A string of healthcare unicorns have announced layoffs in recent weeks, including Ro, Cerebral, Forward and Calibrate. While these companies are all targeting different corners of healthcare — from direct-to-consumer health care to virtual mental health — the layoffs show a similar response to the macroeconomic environment.
It’s a shift in tone for the companies, many of which were valued at over $1 billion and enjoyed a massive spike in customer interest during the pandemic. For budding entrepreneurs, this shift brings with it a series of lessons about the nuances of working in digital health.
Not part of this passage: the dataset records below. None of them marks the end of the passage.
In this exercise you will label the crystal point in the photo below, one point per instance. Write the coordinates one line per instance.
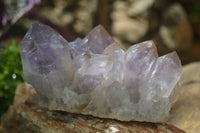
(94, 76)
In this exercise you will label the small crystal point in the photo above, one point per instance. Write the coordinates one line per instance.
(94, 76)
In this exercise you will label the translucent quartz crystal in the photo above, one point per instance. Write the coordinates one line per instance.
(94, 76)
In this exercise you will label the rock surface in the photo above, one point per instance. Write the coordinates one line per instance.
(25, 115)
(95, 76)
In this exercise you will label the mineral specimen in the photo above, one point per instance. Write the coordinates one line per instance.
(94, 76)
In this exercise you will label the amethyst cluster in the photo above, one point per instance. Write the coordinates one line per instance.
(94, 76)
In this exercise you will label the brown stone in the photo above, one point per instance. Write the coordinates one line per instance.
(27, 116)
(185, 113)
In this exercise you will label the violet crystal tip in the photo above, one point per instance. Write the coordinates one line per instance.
(94, 76)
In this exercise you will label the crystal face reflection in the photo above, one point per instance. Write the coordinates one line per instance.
(95, 76)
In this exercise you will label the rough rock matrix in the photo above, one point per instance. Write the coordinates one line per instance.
(95, 76)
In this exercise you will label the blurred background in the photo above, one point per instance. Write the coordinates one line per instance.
(172, 24)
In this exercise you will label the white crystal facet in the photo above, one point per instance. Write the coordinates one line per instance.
(94, 76)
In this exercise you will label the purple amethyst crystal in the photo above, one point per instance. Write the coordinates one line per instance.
(95, 76)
Let’s see.
Ro, which raised $150 million just months ago at a valuation of $7 billion, cut 18% of its workforce to “manage spending, increase the efficiency of our organization and better align our resources with our current strategy.” his leadership wrote in an email obtained by Marketingwithanoy in June.
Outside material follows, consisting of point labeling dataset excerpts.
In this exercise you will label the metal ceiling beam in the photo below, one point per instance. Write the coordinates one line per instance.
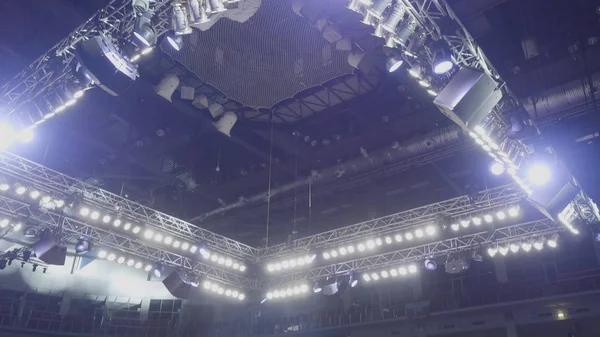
(113, 240)
(496, 197)
(505, 235)
(20, 168)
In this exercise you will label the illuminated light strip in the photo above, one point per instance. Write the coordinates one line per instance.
(222, 260)
(372, 244)
(477, 220)
(219, 289)
(383, 274)
(292, 263)
(290, 291)
(124, 260)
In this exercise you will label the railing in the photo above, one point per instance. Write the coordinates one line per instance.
(367, 314)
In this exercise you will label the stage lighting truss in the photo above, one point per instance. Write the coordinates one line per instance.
(536, 243)
(295, 290)
(291, 263)
(476, 220)
(36, 197)
(393, 272)
(216, 288)
(370, 245)
(222, 260)
(125, 259)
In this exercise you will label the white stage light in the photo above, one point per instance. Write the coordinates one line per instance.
(539, 174)
(148, 234)
(430, 230)
(84, 211)
(503, 250)
(497, 168)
The layoff comes at a time when the company, which aims to scale up DTC care such as pills and mental health care, will also be firing executives. The company has lost its COO George Koveos, GM of Ro Pharmacy, Steve Buck, and most recently co-founder of Modern Fertility, Afton Vechery.
In the spring, Ro’s leadership said in an internal memo that they will “put more energy and resources into fewer initiatives” for the remainder of Q2 and H2. “Narrowing the focus does not mean that we will launch fewer products or services for patients. In fact, we think it will have the opposite effect. We will increase the rate of innovation for patients,” the memo reads, adding that the company will build “new products for existing patients.”
This focus on growth and discipline clearly didn’t stop the company, which still appears to be recruiting, from cutting staff to cut costs.